Le Consortium international pour les droits de l’homme au Congo (CIDHC) a présenté, ce jeudi 9 avril à Goma, un rapport accablant sur les violences survenues à Gali, dans le territoire de Djugu, en Ituri. L’organisation dénonce des massacres de civils, des enlèvements ainsi que des destructions massives, et interpelle le silence des autorités congolaises tout en appelant la communauté internationale à réagir.
Selon ce rapport, basé sur des enquêtes menées entre le 14 et le 30 mars 2026, au moins 21 personnes ont été tuées lors d’attaques visant des déplacés de guerre dans la localité de Gali.
« Au-delà des chiffres, ce sont des familles détruites, des communautés traumatisées et un peuple profondément blessé « , souligne le CIDHC.
Les faits remontent notamment au 13 mars 2026, lorsque des hommes armés ont attaqué des civils déjà fragilisés par les conflits. Femmes, enfants et personnes âgées figurent parmi les victimes. Des habitations ont été incendiées et des biens pillés, plongeant les survivants dans une situation de détresse extrême.
Le rapport évoque également un ciblage ethnique, indiquant que la communauté Hema aurait été particulièrement visée. Le CIDHC qualifie ces actes de « crimes contre l’humanité » au regard du droit international.
Par ailleurs, l’organisation pointe une absence d’intervention effective des forces de sécurité au moment des attaques. Des témoignages recueillis sur le terrain évoquent même une possible implication ou complicité de certains éléments des forces armées, des accusations qui, si elles sont confirmées, traduiraient une grave défaillance de l’État.
Le document fait aussi état de l’existence de réseaux de trafic d’armes impliquant des acteurs civils et militaires, contribuant à alimenter les groupes armés actifs dans la région.

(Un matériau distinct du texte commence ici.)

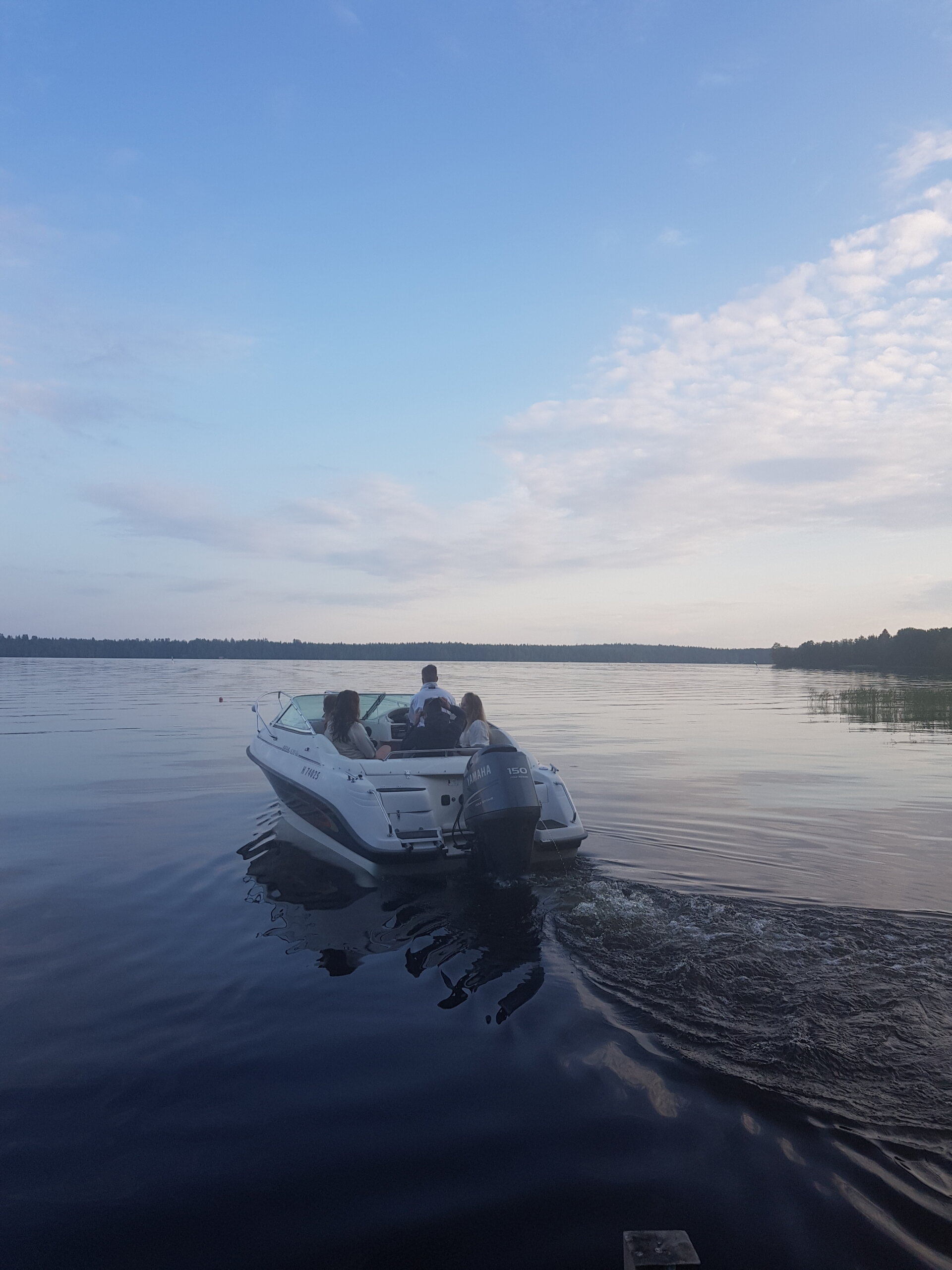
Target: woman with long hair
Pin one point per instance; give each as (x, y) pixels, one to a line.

Face à cette situation, le CIDHC appelle les autorités de la République démocratique du Congo à ouvrir une enquête indépendante, crédible et transparente, à poursuivre tous les responsables, y compris au sein des forces régulières, et à garantir la protection effective des populations civiles.
L’organisation appelle également la communauté internationale, notamment les Nations Unies, à diligenter une enquête internationale indépendante, à envisager des sanctions ciblées contre les auteurs présumés et à renforcer les mécanismes de protection des civils.
« Le silence, l’inaction et l’impunité constituent une seconde violence faite aux victimes « , insiste le CIDHC, qui affirme sa détermination à poursuivre ses efforts de documentation et de plaidoyer jusqu’à ce que justice soit rendue.